Há inclusive uma aura farsesca na forma com que os acontecimentos se sucedem –e, de novo, tornam a se repetir, como se sugerissem à heroína que ela está em um ciclo deveras vicioso.
De fato, o vício parece ser o mote por meio do qual Polanski constrói seu desigual senso de humor; um humor difícil, fácil de ser incompreendido, talvez, uma verve por meio da qual ele pôde se despir do fatalismo de seu projeto anterior, o sangrento “Macbeth”.
Além de Mastroianni, o personagem que mais se destaca em meio às dezenas que se apresentam nesta comédia caótica e tortuosa é, sem dúvidas, o dito proprietário do local em que a jovem protagonista se perde, o Sr.
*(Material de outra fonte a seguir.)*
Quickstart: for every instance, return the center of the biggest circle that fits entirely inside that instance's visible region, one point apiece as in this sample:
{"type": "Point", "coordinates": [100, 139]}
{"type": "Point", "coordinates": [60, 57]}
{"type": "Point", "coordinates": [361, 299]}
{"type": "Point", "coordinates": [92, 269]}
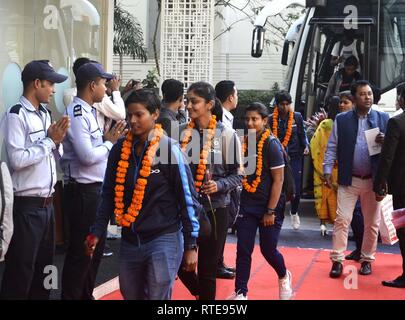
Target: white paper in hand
{"type": "Point", "coordinates": [373, 147]}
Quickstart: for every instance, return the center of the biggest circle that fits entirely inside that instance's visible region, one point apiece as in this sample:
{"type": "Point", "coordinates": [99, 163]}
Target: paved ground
{"type": "Point", "coordinates": [308, 236]}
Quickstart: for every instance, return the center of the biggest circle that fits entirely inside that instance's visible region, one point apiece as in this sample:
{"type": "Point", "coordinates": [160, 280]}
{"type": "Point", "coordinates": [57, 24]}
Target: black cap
{"type": "Point", "coordinates": [91, 71]}
{"type": "Point", "coordinates": [42, 70]}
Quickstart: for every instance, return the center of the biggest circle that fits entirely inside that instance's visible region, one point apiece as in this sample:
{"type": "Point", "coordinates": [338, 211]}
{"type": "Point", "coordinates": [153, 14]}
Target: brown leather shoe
{"type": "Point", "coordinates": [337, 269]}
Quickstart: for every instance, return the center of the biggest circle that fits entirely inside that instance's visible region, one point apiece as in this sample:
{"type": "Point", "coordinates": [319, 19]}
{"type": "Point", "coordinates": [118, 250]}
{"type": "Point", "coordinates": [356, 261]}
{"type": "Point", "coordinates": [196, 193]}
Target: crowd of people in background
{"type": "Point", "coordinates": [168, 169]}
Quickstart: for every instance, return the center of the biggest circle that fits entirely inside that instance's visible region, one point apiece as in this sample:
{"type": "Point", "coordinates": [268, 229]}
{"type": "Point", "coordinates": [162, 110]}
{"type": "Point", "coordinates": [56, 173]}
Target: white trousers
{"type": "Point", "coordinates": [346, 202]}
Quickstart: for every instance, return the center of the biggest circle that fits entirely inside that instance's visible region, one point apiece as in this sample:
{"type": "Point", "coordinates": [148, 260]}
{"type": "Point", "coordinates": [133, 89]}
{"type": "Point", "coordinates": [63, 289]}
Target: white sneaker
{"type": "Point", "coordinates": [295, 221]}
{"type": "Point", "coordinates": [285, 287]}
{"type": "Point", "coordinates": [237, 296]}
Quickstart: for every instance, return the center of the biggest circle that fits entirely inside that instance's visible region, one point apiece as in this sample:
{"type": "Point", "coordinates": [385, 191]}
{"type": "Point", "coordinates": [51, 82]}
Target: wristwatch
{"type": "Point", "coordinates": [271, 212]}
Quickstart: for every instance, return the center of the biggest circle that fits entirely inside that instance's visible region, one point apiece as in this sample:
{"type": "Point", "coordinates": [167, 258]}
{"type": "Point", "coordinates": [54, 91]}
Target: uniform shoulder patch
{"type": "Point", "coordinates": [77, 111]}
{"type": "Point", "coordinates": [16, 109]}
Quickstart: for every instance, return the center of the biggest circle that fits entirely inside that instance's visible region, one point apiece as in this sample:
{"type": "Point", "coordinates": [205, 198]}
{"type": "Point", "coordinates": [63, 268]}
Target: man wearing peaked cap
{"type": "Point", "coordinates": [32, 143]}
{"type": "Point", "coordinates": [84, 163]}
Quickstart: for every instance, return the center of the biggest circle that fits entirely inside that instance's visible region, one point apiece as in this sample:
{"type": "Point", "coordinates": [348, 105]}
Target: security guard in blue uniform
{"type": "Point", "coordinates": [84, 163]}
{"type": "Point", "coordinates": [32, 143]}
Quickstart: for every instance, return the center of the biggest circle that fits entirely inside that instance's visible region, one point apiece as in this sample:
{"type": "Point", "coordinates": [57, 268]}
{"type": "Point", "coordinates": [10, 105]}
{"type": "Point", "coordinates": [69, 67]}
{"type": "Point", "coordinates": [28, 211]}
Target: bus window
{"type": "Point", "coordinates": [392, 43]}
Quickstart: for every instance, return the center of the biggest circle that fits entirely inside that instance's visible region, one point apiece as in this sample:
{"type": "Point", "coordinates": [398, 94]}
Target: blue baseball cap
{"type": "Point", "coordinates": [91, 71]}
{"type": "Point", "coordinates": [42, 70]}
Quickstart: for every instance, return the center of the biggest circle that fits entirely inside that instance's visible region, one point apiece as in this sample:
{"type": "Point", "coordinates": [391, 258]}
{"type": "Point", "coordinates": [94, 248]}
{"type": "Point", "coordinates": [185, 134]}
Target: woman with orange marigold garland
{"type": "Point", "coordinates": [262, 204]}
{"type": "Point", "coordinates": [288, 127]}
{"type": "Point", "coordinates": [149, 187]}
{"type": "Point", "coordinates": [218, 150]}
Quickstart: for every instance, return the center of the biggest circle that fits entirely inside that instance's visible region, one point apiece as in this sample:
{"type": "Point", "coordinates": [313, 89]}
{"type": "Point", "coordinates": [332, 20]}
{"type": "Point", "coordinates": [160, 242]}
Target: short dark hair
{"type": "Point", "coordinates": [359, 84]}
{"type": "Point", "coordinates": [147, 97]}
{"type": "Point", "coordinates": [351, 61]}
{"type": "Point", "coordinates": [203, 90]}
{"type": "Point", "coordinates": [346, 94]}
{"type": "Point", "coordinates": [172, 90]}
{"type": "Point", "coordinates": [78, 63]}
{"type": "Point", "coordinates": [281, 96]}
{"type": "Point", "coordinates": [224, 89]}
{"type": "Point", "coordinates": [401, 90]}
{"type": "Point", "coordinates": [258, 107]}
{"type": "Point", "coordinates": [217, 110]}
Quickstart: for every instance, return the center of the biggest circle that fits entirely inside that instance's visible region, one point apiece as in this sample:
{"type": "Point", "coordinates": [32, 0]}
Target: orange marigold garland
{"type": "Point", "coordinates": [202, 166]}
{"type": "Point", "coordinates": [288, 133]}
{"type": "Point", "coordinates": [251, 188]}
{"type": "Point", "coordinates": [122, 218]}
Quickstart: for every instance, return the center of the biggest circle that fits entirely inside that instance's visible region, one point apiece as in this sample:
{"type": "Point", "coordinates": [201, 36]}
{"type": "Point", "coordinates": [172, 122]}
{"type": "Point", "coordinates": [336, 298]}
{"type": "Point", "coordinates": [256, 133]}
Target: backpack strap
{"type": "Point", "coordinates": [3, 200]}
{"type": "Point", "coordinates": [340, 48]}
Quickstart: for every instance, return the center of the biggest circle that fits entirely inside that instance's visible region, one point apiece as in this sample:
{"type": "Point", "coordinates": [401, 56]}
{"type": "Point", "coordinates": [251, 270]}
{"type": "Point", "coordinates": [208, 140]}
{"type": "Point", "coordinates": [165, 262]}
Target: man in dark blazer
{"type": "Point", "coordinates": [391, 174]}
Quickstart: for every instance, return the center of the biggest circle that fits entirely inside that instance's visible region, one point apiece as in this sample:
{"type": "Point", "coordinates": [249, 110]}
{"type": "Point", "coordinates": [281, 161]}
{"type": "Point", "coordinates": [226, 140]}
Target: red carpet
{"type": "Point", "coordinates": [310, 270]}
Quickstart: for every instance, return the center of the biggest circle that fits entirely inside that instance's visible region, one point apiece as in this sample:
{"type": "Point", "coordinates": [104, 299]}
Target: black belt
{"type": "Point", "coordinates": [38, 202]}
{"type": "Point", "coordinates": [369, 176]}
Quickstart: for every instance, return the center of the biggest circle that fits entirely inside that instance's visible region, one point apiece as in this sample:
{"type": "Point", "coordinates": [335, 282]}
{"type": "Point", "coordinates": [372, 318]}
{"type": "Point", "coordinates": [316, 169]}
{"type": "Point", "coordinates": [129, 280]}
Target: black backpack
{"type": "Point", "coordinates": [288, 184]}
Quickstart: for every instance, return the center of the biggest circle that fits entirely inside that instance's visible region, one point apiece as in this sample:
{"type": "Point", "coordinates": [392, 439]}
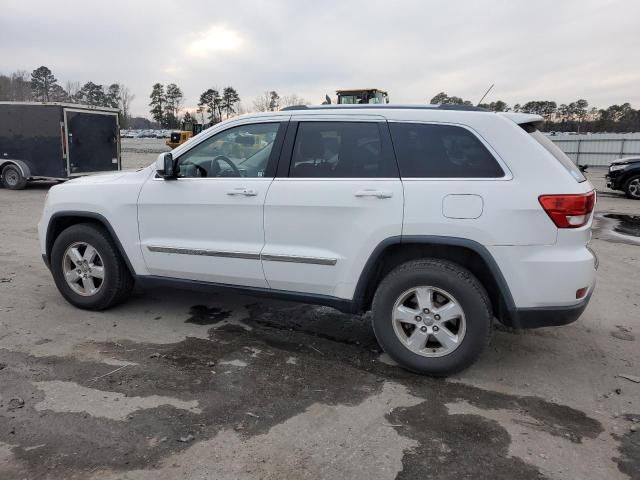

Joseph Noblart (talvez um trocadilho com o termo ‘noble art’, nobre arte –pois a arte, neste filme, está por todos os lugares, nos quadros que infestam as paredes e até em recriações realizadas nas cenas) vivido pelo veterano Hugh Griffith ( vencedor do Oscar de Melhor Ator Coadjuvante pelo clássico “Ben Hur”), o destino dele, que conduz ao surreal desfecho do filme, é o mais irônico e indicativo dos propósitos questionadores de Polanski para com este filme –se é que ele tinha qualquer tipo de propósito...
O final, quando Nancy, farta do nonsense predominante e das intermináveis obsessões sexuais de todos, mas acima de tudo, acuada por motivos irrisórios, parte embora (completamente nua!), sob o pretexto de que “o filme está terminando” (!), é um trocadilho de metalinguagem carregado de astúcia e sarcasmo –é Polanski dando uma piscadela para o público, caso este não tenha percebido a imensa e despudorada piada que ele quis contar.